Certainly part of it. Some people by the time they have no other hope are physically incapable of doing that.
Some people would rather not DIY such a consequential thing the same way they rather not brew their own antibiotics or do their own dentistry. Obviously in this case the “worst” which might happen is that they don’t die but suffer even more pain and indignities.
It is also the legal risk for those who remain. Every time someoen DIYs their end as you write it there is a police investigation. (As there should be, to make sure that there were no trickery around the death.) Depending on how things go your loved ones might get arrested and thrown into prison (if the system believes they killed you, or even if something they did or accused of doing is deemed to have “assisted” you). Similarly they might not be able to inherit after you if they were deemed to have assisted in your suicide. And that can be some
small thing, like your partner driving you to the hardware store, or paying for the purchase, or helping you tighten a NATO connector. Now they lost you, they might have lost their home and they might be looking down the barrel of a risky legal case with years of prison as a possibility. That is not something anybody would wish on their loved ones.

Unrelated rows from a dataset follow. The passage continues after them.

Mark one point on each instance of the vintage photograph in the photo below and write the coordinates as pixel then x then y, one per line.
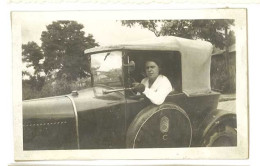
pixel 115 83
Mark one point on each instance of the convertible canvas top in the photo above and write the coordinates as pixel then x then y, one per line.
pixel 195 59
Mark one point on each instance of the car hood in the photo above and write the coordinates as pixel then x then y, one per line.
pixel 62 106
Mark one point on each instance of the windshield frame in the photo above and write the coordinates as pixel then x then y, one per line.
pixel 122 68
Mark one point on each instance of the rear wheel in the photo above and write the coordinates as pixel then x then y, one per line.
pixel 164 126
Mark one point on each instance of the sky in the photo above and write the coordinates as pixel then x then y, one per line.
pixel 105 32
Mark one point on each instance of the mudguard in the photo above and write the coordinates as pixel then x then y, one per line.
pixel 49 123
pixel 214 119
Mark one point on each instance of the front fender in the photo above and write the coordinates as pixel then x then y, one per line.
pixel 214 119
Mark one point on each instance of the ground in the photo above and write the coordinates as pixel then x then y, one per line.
pixel 227 102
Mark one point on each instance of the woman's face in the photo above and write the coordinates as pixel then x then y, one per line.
pixel 152 70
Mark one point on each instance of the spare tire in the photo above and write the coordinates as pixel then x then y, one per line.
pixel 164 126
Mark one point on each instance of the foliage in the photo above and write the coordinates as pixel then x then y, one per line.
pixel 209 30
pixel 59 62
pixel 32 54
pixel 63 45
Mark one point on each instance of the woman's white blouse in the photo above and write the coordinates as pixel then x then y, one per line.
pixel 159 89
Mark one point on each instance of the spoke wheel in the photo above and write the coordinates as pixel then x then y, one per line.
pixel 164 126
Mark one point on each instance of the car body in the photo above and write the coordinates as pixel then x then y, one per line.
pixel 109 115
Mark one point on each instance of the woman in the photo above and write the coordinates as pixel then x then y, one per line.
pixel 155 86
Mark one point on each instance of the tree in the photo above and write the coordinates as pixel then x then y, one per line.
pixel 209 30
pixel 32 54
pixel 63 46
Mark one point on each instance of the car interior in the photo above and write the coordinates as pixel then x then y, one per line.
pixel 171 66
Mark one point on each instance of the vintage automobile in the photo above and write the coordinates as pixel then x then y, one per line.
pixel 110 115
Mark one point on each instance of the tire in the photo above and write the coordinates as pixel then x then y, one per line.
pixel 164 126
pixel 221 136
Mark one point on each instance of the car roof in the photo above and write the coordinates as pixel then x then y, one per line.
pixel 195 58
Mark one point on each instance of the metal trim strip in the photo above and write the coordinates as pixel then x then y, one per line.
pixel 76 118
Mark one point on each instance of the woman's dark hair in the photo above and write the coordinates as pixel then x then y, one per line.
pixel 155 60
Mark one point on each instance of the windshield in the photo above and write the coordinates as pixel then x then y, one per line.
pixel 106 68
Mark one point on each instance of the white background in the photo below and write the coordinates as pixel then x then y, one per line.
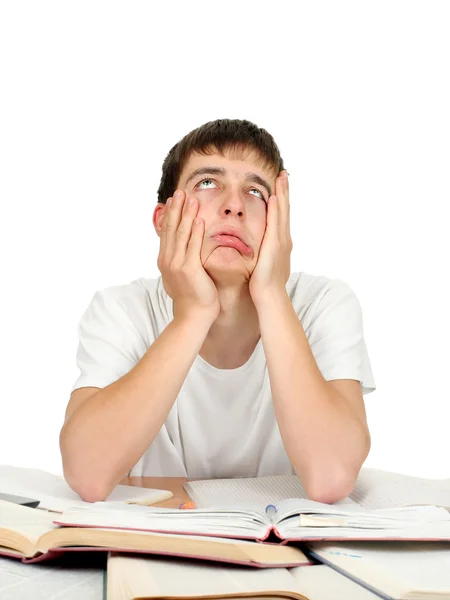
pixel 356 95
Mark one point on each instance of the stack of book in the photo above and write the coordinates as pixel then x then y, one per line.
pixel 389 539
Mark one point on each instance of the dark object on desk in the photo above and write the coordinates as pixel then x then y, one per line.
pixel 20 500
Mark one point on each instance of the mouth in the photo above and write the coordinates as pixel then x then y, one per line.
pixel 230 240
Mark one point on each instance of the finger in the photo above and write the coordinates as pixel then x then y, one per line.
pixel 185 229
pixel 273 217
pixel 173 222
pixel 162 233
pixel 282 192
pixel 196 241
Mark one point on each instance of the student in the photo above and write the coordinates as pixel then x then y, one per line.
pixel 228 364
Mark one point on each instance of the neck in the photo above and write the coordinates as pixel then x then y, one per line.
pixel 234 334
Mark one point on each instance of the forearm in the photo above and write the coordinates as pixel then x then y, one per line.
pixel 324 439
pixel 107 435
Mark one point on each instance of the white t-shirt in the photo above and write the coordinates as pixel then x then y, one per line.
pixel 222 423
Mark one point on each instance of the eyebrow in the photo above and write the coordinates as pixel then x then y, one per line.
pixel 249 176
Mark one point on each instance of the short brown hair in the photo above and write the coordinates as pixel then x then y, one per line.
pixel 234 135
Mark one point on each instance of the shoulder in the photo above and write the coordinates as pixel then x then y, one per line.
pixel 130 297
pixel 142 304
pixel 312 293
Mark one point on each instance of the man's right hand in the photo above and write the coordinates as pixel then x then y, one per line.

All of that makes sense. I guess if I were in that situation I would make a video explaining what I was going to do, then another one showing me setting it all up, send that to my attorney and local law enforcement chief since they are slow to read emails and then park myself outside the mortuary with a letter and copy of the video pinned to my clothes and a final video of me doing the deed to remove any ambiguity. Oh, and a receipt for all the gear.
Hmm. I’m feeling a bit worried about discussing this topic in this much detail. I’m sure it is just pure intelectual curriosity for you but many reads this forum. If someone is thinking about any of this beyond a thought experiment please reach out to someone. I know the going can be incredibly hard sometimes but things can change with time.
I guess what you describe above sounds sensible. There are two practical problems with it.
One is that you are, by all evidence of your comment, an individual with above average inteligence and planning ability. I have a suspicion if we leave you on a deserted island in a few years you might be halfway on your way to your own iron age. Unfortunately not everyone who is smithen by devastating chronic suffering is as lucky as you are in that department. The rules of the society has to work for everyone, not just the smart ones. For each and everyone who thinks through what you did there are hundreds and hundreds who can’t and won’t.
Then the other problem, society wise, is that typically by the point someone reaches the end of the road and their illness is deemed incurrabble they are not well. Long illness weakened them, maybe they are paralysed, or blinded. What you describe is hard, but even harder if one does not have all their physical faculties. And that is very sad, but unfortunately that is the main case legislation like this aims at.
At least that is how I think about when i think about the purposes of such law.
That makes sense. If that is the case it creates yet another question for me. If someone sends for a driver to go shop and pick up the aforementioned items are they culpable?
> If someone sends for a driver to go shop and pick up the aforementioned items are they culpable?
That greatly depends on the jurisdiction. In general though the issue here is that you don't want to die by shooting yourself, but you want to die by taking a pill. And the issue really is that nobody is going to sell this stuff to you unless they know they cannot be charged for it.
Assisted suicide is legal in Austria for a few years and the main thing that it has changed is the availability of humane ways of dying.